Let $U_1,U_2,...U_n,$ be iid samples from uniform distribution $U(0,1)$. And the order Statistic:
\begin{equation}
U_{n,1}\leq U_{n,2}\leq ...\leq U_{n,n},
\end{equation}
(1) Proof $U_{n,1}\rightarrow0$ a.s.
(2) Given $m$, calculate the limitation of $U_{n,m}.$
My ideas so far:
For question (1), the density function of $U_{n,1}$ is $f_{U_{n,1}}(x)=n(1-x)^{n-1}.$
And if $x\neq0,$ then $\lim_{n \to \infty} f_{U_{n,1}}(x)=0.$
Which means $U_{n,1}\rightarrow0$ a.s.
And question (2) can be solved in the same way.
I don't know whether my proof is right. If not, how to proof r.v.s $X_n\rightarrow0$ a.s. directly?
Thanks in advance for any tips or help in general.
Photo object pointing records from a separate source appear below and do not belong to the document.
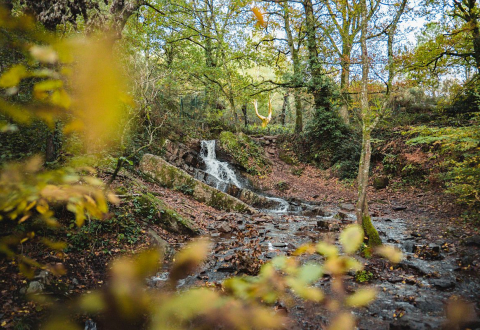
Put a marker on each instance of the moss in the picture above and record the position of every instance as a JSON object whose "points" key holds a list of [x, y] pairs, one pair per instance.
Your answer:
{"points": [[287, 157], [371, 232], [154, 210], [171, 177], [282, 186], [245, 152]]}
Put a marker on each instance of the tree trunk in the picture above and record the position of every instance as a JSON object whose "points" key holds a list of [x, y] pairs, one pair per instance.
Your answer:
{"points": [[298, 113], [363, 217], [345, 82], [297, 79], [244, 111], [284, 109], [50, 149]]}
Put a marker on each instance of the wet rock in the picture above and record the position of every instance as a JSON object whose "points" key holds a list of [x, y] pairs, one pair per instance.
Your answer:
{"points": [[429, 305], [233, 190], [273, 254], [417, 265], [395, 279], [473, 241], [316, 211], [409, 246], [224, 228], [399, 207], [443, 284], [328, 224], [409, 322], [416, 234], [44, 277], [347, 207], [34, 287]]}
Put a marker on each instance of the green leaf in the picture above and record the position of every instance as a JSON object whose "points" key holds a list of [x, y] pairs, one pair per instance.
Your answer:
{"points": [[361, 298]]}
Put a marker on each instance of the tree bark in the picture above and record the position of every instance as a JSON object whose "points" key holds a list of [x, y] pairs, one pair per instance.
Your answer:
{"points": [[318, 84], [297, 79], [284, 109], [361, 210]]}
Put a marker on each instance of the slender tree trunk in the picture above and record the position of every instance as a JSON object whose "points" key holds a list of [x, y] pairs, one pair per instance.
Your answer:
{"points": [[345, 81], [244, 111], [50, 149], [298, 112], [284, 109], [297, 79], [318, 84], [363, 217], [390, 41]]}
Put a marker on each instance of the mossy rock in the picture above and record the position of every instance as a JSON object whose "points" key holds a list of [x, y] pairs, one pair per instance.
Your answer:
{"points": [[245, 152], [154, 210], [287, 157], [370, 232], [282, 186], [172, 177]]}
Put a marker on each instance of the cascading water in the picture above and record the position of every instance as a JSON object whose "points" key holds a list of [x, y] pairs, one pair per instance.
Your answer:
{"points": [[220, 175], [221, 172]]}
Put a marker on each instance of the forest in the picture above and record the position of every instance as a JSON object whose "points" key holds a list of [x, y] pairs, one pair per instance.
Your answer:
{"points": [[238, 164]]}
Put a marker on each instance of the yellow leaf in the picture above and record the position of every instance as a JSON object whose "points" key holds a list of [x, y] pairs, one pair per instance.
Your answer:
{"points": [[13, 76], [61, 98], [259, 16], [351, 238], [42, 207], [344, 321], [45, 54], [361, 298], [73, 126]]}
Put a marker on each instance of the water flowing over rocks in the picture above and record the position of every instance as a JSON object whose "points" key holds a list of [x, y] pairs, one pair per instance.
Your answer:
{"points": [[410, 295]]}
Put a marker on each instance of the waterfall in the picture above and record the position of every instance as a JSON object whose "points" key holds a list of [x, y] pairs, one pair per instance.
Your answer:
{"points": [[221, 176], [221, 172]]}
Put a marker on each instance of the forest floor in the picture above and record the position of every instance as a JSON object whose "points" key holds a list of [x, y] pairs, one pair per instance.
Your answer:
{"points": [[430, 224]]}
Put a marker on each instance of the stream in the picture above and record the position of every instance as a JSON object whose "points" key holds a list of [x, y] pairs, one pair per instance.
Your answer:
{"points": [[411, 295]]}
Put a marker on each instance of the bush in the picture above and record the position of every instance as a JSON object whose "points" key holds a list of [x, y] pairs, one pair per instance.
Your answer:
{"points": [[246, 152], [330, 142]]}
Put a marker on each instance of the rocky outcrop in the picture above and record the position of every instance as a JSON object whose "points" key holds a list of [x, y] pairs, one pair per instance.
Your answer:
{"points": [[183, 156], [172, 177], [161, 214]]}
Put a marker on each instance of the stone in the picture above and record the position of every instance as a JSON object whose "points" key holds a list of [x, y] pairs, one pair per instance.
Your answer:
{"points": [[316, 211], [443, 284], [34, 287], [347, 207], [473, 241]]}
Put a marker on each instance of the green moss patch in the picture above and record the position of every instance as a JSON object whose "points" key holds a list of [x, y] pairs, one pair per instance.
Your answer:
{"points": [[246, 152]]}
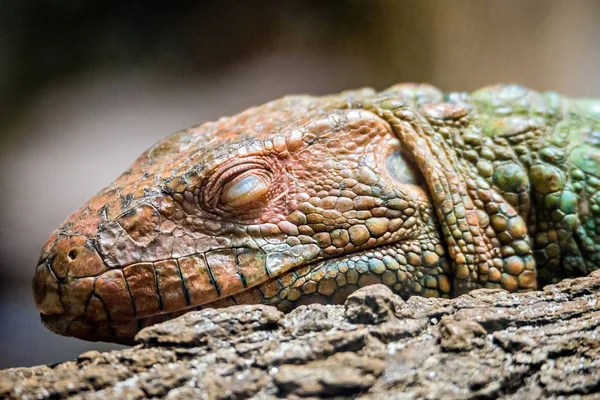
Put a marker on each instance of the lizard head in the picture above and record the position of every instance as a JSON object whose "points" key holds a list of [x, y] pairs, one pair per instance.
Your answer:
{"points": [[301, 199]]}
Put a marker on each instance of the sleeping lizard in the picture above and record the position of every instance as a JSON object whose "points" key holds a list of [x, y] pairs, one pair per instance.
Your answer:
{"points": [[306, 199]]}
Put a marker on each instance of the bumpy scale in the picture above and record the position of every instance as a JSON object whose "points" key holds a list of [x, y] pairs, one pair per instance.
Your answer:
{"points": [[305, 199]]}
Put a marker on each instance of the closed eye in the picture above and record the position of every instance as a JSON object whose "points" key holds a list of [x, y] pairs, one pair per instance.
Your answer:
{"points": [[245, 190]]}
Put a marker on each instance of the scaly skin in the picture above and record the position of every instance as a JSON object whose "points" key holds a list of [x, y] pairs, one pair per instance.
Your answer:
{"points": [[305, 199]]}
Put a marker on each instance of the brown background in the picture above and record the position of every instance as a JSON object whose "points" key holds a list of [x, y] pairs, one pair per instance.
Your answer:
{"points": [[86, 88]]}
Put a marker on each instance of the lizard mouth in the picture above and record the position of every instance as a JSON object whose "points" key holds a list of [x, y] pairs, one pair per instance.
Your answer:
{"points": [[108, 305]]}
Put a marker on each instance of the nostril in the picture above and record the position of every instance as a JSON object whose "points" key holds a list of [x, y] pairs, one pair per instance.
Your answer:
{"points": [[72, 255]]}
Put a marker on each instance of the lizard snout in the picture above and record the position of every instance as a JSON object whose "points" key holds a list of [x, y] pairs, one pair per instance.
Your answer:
{"points": [[64, 276]]}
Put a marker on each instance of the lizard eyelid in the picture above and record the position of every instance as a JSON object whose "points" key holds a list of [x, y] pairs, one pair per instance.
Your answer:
{"points": [[245, 189]]}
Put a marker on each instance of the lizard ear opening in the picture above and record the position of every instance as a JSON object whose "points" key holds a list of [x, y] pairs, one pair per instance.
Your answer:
{"points": [[486, 239]]}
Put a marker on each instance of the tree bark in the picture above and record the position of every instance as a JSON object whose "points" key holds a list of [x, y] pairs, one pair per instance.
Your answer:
{"points": [[485, 344]]}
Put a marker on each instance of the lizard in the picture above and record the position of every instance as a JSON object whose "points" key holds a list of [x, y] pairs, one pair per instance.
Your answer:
{"points": [[306, 199]]}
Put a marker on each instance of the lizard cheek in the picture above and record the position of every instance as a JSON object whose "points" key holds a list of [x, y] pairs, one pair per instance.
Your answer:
{"points": [[244, 191]]}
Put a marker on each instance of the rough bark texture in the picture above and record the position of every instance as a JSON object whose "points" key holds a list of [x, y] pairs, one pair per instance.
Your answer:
{"points": [[485, 344]]}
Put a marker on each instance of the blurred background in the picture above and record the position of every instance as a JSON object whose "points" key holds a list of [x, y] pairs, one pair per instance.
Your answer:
{"points": [[85, 87]]}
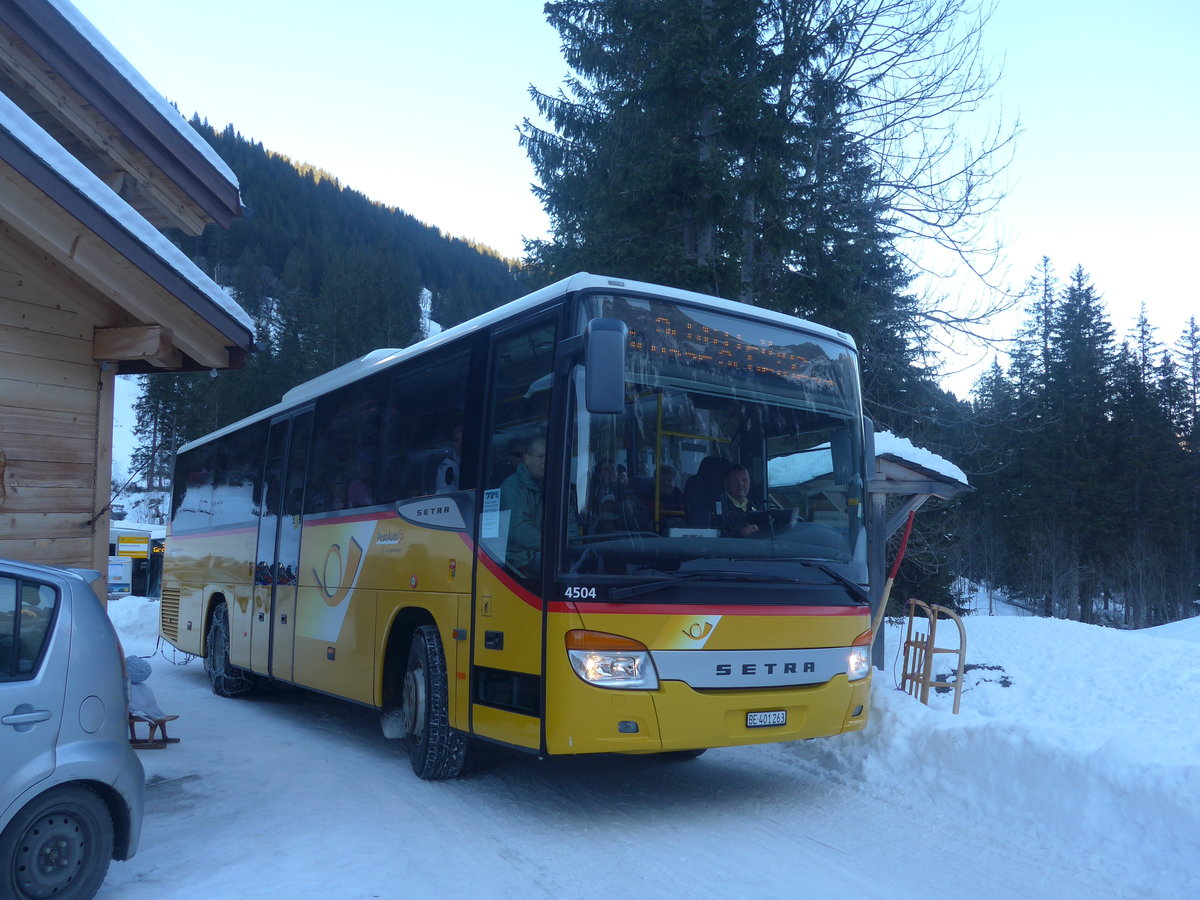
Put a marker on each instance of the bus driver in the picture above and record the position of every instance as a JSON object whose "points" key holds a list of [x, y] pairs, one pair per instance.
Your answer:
{"points": [[522, 495]]}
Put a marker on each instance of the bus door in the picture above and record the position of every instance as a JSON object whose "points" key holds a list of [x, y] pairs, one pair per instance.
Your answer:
{"points": [[507, 633], [273, 624]]}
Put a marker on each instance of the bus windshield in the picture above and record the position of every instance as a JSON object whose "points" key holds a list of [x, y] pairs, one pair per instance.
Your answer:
{"points": [[741, 439]]}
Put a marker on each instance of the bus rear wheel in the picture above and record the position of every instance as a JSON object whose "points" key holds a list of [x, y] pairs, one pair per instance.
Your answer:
{"points": [[227, 681], [435, 749]]}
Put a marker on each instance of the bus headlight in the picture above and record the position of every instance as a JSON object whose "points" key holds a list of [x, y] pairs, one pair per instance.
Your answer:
{"points": [[611, 661], [858, 664]]}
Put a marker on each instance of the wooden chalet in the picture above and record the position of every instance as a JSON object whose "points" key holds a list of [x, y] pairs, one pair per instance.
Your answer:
{"points": [[93, 166]]}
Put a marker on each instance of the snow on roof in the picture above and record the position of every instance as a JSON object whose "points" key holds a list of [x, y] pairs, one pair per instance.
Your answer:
{"points": [[888, 444], [28, 132], [168, 113]]}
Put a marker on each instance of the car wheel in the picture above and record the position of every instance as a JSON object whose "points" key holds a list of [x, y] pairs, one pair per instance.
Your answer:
{"points": [[227, 681], [435, 749], [58, 846]]}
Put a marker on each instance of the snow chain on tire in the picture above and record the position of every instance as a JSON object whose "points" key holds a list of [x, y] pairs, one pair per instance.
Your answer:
{"points": [[436, 750]]}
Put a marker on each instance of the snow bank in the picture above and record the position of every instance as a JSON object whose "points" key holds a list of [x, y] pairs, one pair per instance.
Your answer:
{"points": [[1095, 736], [1074, 766]]}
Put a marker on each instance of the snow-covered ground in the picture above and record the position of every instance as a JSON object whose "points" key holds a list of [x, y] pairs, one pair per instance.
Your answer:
{"points": [[1073, 771]]}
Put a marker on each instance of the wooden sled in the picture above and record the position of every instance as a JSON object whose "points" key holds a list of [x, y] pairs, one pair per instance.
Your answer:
{"points": [[155, 726]]}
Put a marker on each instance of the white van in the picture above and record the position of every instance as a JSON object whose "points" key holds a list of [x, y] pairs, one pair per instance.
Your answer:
{"points": [[71, 786]]}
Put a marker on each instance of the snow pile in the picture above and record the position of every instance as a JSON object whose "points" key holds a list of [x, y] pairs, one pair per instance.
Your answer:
{"points": [[137, 622], [1065, 730]]}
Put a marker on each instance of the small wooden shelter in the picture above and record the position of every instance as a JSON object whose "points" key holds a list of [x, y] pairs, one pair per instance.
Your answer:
{"points": [[905, 478], [93, 165]]}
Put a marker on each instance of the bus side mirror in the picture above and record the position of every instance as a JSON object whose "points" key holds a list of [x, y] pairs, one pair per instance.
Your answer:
{"points": [[604, 358], [869, 447]]}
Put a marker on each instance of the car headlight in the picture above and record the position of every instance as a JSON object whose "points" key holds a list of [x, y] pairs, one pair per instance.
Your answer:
{"points": [[611, 660]]}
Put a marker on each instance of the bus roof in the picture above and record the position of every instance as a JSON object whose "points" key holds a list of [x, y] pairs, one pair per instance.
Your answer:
{"points": [[385, 358]]}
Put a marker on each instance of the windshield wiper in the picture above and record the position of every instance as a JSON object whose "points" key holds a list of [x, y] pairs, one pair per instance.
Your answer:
{"points": [[853, 587], [714, 575]]}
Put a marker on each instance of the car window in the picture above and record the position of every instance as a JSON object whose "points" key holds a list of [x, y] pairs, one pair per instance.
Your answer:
{"points": [[27, 610]]}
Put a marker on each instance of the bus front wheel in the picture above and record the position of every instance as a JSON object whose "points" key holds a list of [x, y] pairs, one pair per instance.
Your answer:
{"points": [[227, 681], [435, 749]]}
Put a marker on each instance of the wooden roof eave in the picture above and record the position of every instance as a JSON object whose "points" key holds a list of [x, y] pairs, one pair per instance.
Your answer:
{"points": [[88, 240], [108, 94]]}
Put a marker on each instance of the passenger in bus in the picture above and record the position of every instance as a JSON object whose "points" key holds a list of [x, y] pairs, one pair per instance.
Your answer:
{"points": [[703, 490], [508, 463], [611, 504], [449, 469], [522, 495], [670, 509], [360, 491], [736, 504]]}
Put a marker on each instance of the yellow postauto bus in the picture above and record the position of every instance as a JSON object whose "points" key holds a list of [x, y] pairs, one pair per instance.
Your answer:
{"points": [[605, 517]]}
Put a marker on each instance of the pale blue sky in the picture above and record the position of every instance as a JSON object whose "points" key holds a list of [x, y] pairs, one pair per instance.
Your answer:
{"points": [[417, 106]]}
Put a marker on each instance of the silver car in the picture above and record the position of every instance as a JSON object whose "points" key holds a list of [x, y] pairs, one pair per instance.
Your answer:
{"points": [[71, 786]]}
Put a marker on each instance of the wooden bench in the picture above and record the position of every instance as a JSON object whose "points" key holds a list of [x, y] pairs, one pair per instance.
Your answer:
{"points": [[154, 726]]}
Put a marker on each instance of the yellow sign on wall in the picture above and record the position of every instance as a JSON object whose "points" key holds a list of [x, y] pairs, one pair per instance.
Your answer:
{"points": [[135, 546]]}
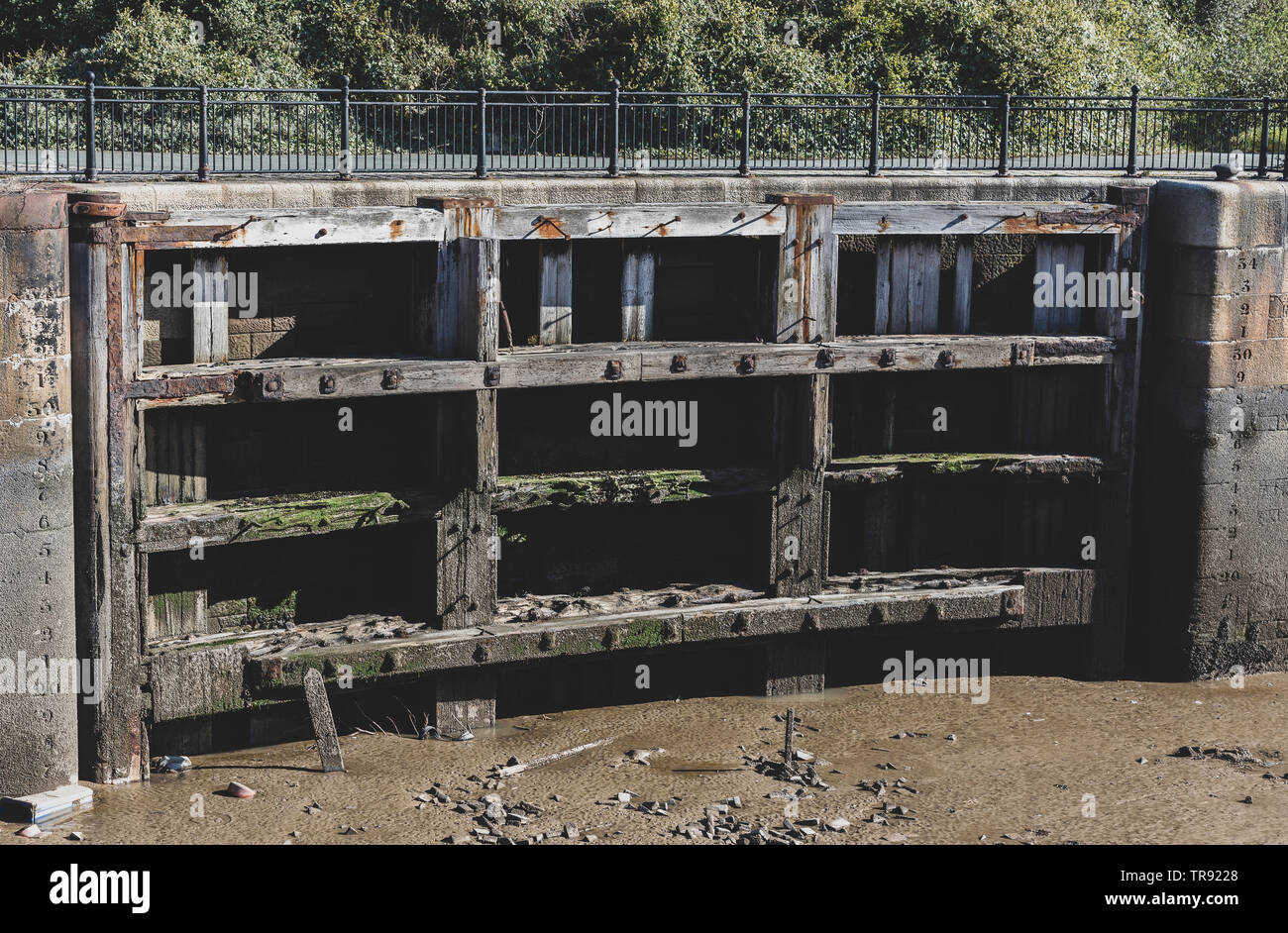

For the a.s. convergence of $U_{n,1}$, you may use the Borel-Cantelli lemma. Specifically, for $0<\epsilon\le 1$, $$ \sum_{n\ge 1}\mathsf{P}(U_{n,1}>\epsilon)=\sum_{n\ge 1}(1-\epsilon)^n<\infty. $$ Thus, $\mathsf{P}(U_{n,1}>\epsilon\text{ i.o.})=0$.